In vielen Sichtungen (und leider auch im Vereinsalltag) passiert Folgendes:

  • Es wird geschaut: Wer ist heute am schnellsten, am kräftigsten, am auffälligsten?
  • Dann wird entschieden: Das ist ein Talent.

Das ist menschlich – aber wissenschaftlich riskant, weil Kinder sich nicht gleich schnell entwickeln.


1) Das Geburtsmonat-Problem: Ein Jahrgang ist nicht “gleich alt”

Wenn zwei Kinder im selben Jahrgang spielen, kann zwischen ihnen fast ein ganzes Jahr liegen (Januar vs. Dezember). In diesem Alter ist das riesig.

Die Forschung nennt das Relative Age Effect: Ältere Kinder innerhalb eines Jahrgangs werden überdurchschnittlich oft als talentiert wahrgenommen und ausgewählt – vor allem im Fußball und besonders stark in der Jugendphase. 

Elternbild:
Stell dir vor, du lässt in einer Klasse die Größten gegen die Kleinsten rennen – und nennst die Größten dann “talentierter”. Das passiert im Fußball oft unbewusst.


2) Frühentwickler vs.
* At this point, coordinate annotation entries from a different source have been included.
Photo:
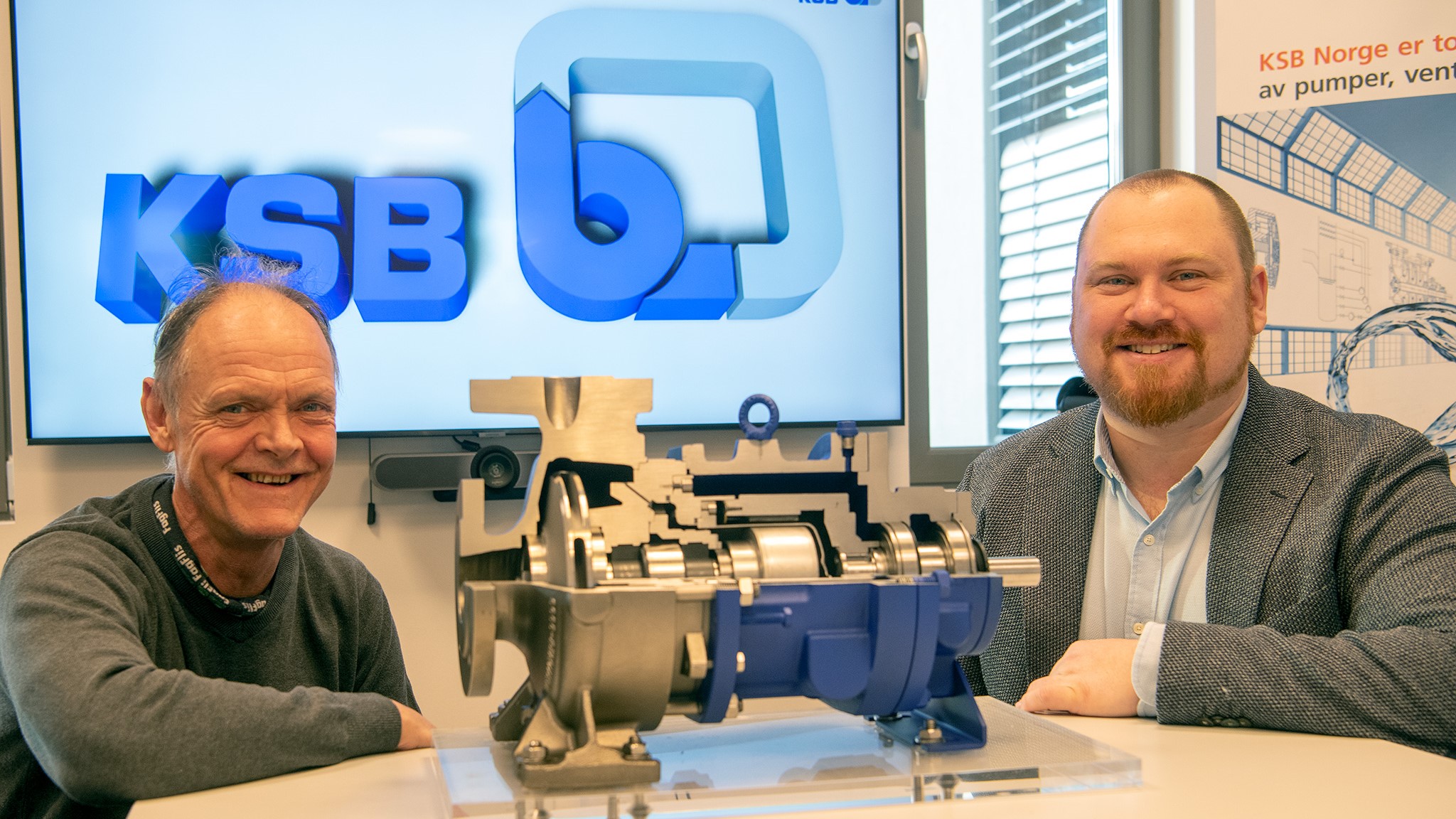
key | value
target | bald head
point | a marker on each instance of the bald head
(208, 291)
(1150, 183)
Spätentwickler: Körperliche Reife verzerrt alles

Neben dem Geburtsmonat kommt die biologische Reife dazu: Manche Kinder sind mit 12 schon sehr “weit”, andere holen erst später auf.

Das führt dazu, dass wir häufig Frühentwickler belohnen – obwohl das später (mit 16–19) ganz anders aussehen kann. Bio-Banding (also Gruppierung nach Reife statt nur nach Alter) wird genau deshalb in der Talententwicklung diskutiert und untersucht. 

Elternbild:
Manche Kinder fahren mit 12 schon “E-Bike bergauf”, andere treten noch “Bio-Rad” – und trotzdem können die Bio-Rad-Kinder langfristig die besseren Fahrer werden.


3) Trainingsalter: Wer früher trainiert, wirkt “talentierter”

Ein Kind, das seit 6 Jahren Fußball spielt, wirkt meistens stärker als ein Kind, das erst seit 1–2 Jahren dabei ist.

Das sagt aber erst mal mehr über Erfahrung als über Begabung.

Konsequenz:
Viele Talente, die spät anfangen oder spät entdeckt werden, werden unterschätzt – obwohl sie extrem viel Potenzial haben.


4) Der größte Fehler: Momentaufnahmen + frühes Labeln

Wenn wir zu früh sagen “Talent / kein Talent”, entstehen zwei Risiken:

  • Spätentwickler verlieren Motivation oder hören auf.
  • Frühentwickler bekommen Druck und werden überlastet.

Gerade frühe Spezialisierung und zu einseitige Belastung kann das Risiko für Überlastung und Burnout erhöhen – mehrere medizinische Konsenspapiere warnen davor und empfehlen eine gesundheitsorientierte, langfristige Entwicklung. 


Was TZM daraus macht: Unser Ansatz ist fairer und langfristiger

Aus TZM-Sicht ist die Lösung nicht “noch härter selektieren”, sondern besser verstehen, was wir sehen.

Deshalb tun wir vier Dinge anders:

  1. Wir bewerten nicht nur den Ist-Zustand, sondern berücksichtigen Kontext: Geburtsmonat, Reife, Trainingsalter. 
  2. Wir schauen auf Entwicklung über Zeit (nicht nur den einen guten Tag).
  3. Wir schaffen passendere Vergleichssettings, damit Kinder ihr Potenzial wirklich zeigen können (z. B. über sinnvolle Gruppierungen / Leistungsvergleiche). 
  4. Wir fördern nachhaltig statt zu labeln – mit Verantwortung gegenüber Kind, Eltern und Verein. 

Der Satz, den Eltern sich merken sollten

Talent ist nicht das, was heute glänzt – sondern das, was sich langfristig entwickelt, wenn die Bedingungen fair sind.